Before attending the CSO concert this evening, we went to the rehearsal in the morning and the pre-concert lecture. Both were very interesting; however, I learned more about the story behind the music than is good for anybody's mental health.
The concert included works by Dvorák and Janacek. Both of them continued this weeks Chicago tradition of psychopathic stories about psychopathic characters. I commented on "The Pillowman" and "Salome" earlier this week.

The Dvorák piece (The Golden Spinning Wheel, Op. 109) tells of a young king who falls in love with a girl. She is murdered and dismembered by her stepmother who sends her own daughter off to marry the king. The girl's feet, hands, and eyes are later sent along to the king’s castle. An old man finds the rest of her remains and undertakes a makeover process that involves a golden spinning wheel. After much mucking around, the king races to the forest where he finds the original girl alive and well after the makeover! "Although the King has the murderers torn apart by wolves, Dvořák’s ending is uncomplicated and unequivocally happy." In summary this is how Phillip Huscher (the program annotator for the Chicago Symphony Orchestra) describes the work. Honest. I could not make this up.

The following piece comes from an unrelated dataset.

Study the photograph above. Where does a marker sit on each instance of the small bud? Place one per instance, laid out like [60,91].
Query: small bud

"Jenůfa is Janáček's tragic tale of repression, infanticide, and redemption" says the teaser on the CSO website. No kidding. We saw act II (no redemption yet). Here, the step-mother kills her daughter's illegitimate child who was fathered by her nephew whose older brother slashed the daughter's face because he was in love with her and he did not want his brother to be married to her while she was beautiful. As a reward, the step-mother offers the daughter to the slashing brother as a bride.

What has gotten into the producers of Chicago art this week? Halloween, maybe?